Different teams, different workflows, different risks: without access separation, the line between dev, staging, and prod starts to blur. You either over-permission everything and risk mistakes, or you end up manually approving every request and becoming a bottleneck.
UltiHash offers integrated identity and policy management, enabling you to define users, assign access keys, and enforce permissions directly within your storage cluster. This functionality is consistent across both Serverless and self-hosted deployments.
User authentication utilizes AWS Signature Version 4, a standard familiar to many developers.
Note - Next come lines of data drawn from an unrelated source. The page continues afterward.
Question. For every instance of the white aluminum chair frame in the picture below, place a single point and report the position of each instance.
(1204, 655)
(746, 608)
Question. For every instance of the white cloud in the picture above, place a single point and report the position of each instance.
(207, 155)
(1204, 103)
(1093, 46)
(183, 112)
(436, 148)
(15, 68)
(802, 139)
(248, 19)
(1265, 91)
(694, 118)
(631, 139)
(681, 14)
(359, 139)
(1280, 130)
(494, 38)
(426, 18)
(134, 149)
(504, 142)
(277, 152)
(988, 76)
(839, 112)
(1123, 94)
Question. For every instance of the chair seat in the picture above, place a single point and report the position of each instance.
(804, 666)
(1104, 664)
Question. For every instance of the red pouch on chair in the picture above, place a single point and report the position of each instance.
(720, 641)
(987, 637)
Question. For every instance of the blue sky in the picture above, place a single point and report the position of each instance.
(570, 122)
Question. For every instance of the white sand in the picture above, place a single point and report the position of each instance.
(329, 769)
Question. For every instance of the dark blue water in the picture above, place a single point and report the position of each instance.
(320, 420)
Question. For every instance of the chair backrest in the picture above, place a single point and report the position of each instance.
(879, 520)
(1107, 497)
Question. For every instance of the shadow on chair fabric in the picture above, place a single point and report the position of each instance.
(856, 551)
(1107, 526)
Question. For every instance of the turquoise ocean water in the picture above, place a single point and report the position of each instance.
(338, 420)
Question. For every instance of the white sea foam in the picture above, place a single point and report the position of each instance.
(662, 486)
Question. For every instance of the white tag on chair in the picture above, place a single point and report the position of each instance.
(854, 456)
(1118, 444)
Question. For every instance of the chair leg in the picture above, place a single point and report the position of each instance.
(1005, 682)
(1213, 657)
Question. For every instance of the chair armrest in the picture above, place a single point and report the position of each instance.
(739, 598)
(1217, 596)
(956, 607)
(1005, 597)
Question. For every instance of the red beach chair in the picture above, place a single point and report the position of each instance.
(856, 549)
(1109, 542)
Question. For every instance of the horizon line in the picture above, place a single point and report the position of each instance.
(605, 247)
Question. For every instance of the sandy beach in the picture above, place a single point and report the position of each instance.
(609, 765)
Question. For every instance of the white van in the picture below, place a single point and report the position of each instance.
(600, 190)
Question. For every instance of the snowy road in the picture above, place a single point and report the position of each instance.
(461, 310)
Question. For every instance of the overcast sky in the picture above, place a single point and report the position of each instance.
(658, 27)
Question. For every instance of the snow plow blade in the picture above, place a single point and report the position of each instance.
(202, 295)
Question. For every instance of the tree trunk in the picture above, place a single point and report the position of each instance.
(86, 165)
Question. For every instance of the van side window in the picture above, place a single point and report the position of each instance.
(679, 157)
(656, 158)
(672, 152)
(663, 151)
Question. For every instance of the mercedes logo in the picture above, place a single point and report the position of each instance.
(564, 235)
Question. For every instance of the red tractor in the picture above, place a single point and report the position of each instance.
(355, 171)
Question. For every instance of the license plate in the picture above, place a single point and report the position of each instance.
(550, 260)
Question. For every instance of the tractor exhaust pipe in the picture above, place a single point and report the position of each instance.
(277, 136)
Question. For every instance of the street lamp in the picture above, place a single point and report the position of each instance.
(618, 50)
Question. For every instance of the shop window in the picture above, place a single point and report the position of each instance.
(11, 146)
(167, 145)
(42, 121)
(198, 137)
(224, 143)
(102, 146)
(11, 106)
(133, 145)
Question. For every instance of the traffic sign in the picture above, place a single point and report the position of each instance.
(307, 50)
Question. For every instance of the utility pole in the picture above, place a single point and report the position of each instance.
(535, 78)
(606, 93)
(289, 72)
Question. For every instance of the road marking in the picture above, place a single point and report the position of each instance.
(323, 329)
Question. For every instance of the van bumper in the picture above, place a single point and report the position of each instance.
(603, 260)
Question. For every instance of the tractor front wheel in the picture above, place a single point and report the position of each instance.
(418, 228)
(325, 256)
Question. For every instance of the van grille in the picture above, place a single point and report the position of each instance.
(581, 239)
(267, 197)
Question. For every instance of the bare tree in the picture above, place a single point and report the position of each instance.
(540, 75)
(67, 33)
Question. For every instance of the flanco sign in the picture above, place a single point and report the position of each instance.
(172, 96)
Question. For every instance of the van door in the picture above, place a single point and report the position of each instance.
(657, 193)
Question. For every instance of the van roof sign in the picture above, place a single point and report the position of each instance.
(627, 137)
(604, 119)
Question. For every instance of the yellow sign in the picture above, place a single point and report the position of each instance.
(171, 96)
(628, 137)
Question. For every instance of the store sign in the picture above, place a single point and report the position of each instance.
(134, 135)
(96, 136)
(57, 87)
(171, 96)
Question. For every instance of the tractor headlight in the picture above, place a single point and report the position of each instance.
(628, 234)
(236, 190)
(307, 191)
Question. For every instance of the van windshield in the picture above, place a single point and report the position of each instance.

You can create users and manage their credentials using AWS-compatible tools like the AWS CLI. For example, to create a new user named foo, you would use the commands listed in the documentation here: docs.ultihash.io
The essentials are below:
# You can configure access to UltiHash cluster in your $HOME/.aws/config file.
# We will create a profile uh to be used with UltiHash:
[profile uh]
endpoint_url = https://my-uh-cluster.my-company.io
region=my-region
# We can now run aws commands using the profile parameters:
$> aws --profile=uh ...
# By adding our credentials to $HOME/.aws.credentials we can also authenticate ourselfs to the cluster:
[uh]
aws_secret_key_id = FANCY-ROOT-KEY
aws_secret_access_key = SECRET
# Create your IAM user like this
$> aws --profile=uh iam create-user --user-name 'foo'Policies in UltiHash adhere to a subset of AWS's IAM policy syntax, allowing you to assign permissions at both the user and bucket levels. These policies are written in JSON and can specify actions such as read, write, delete, and list, scoped to specific buckets or object paths. For instance, you might grant the ingestion team write access to a raw data bucket while restricting the retrieval service to read-only access on production documents. (You can see more details here: docs.ultihash.io).
Access control in UltiHash follows the AWS IAM model, supporting users, access keys, and JSON policies, so teams can manage permissions with tools and formats they already know.
A root user account is created during the initial deployment, with credentials stored as a Kubernetes secret. This account has unrestricted access and should be reserved for cluster administration tasks. Regular users should operate under defined policies to maintain security and operational integrity.
By managing access within UltiHash itself, you avoid the complexity of external identity systems, ensuring that each part of your AI pipeline interacts with storage as intended. This approach simplifies access control, reduces the risk of misconfigurations, and keeps your workflows secure and efficient.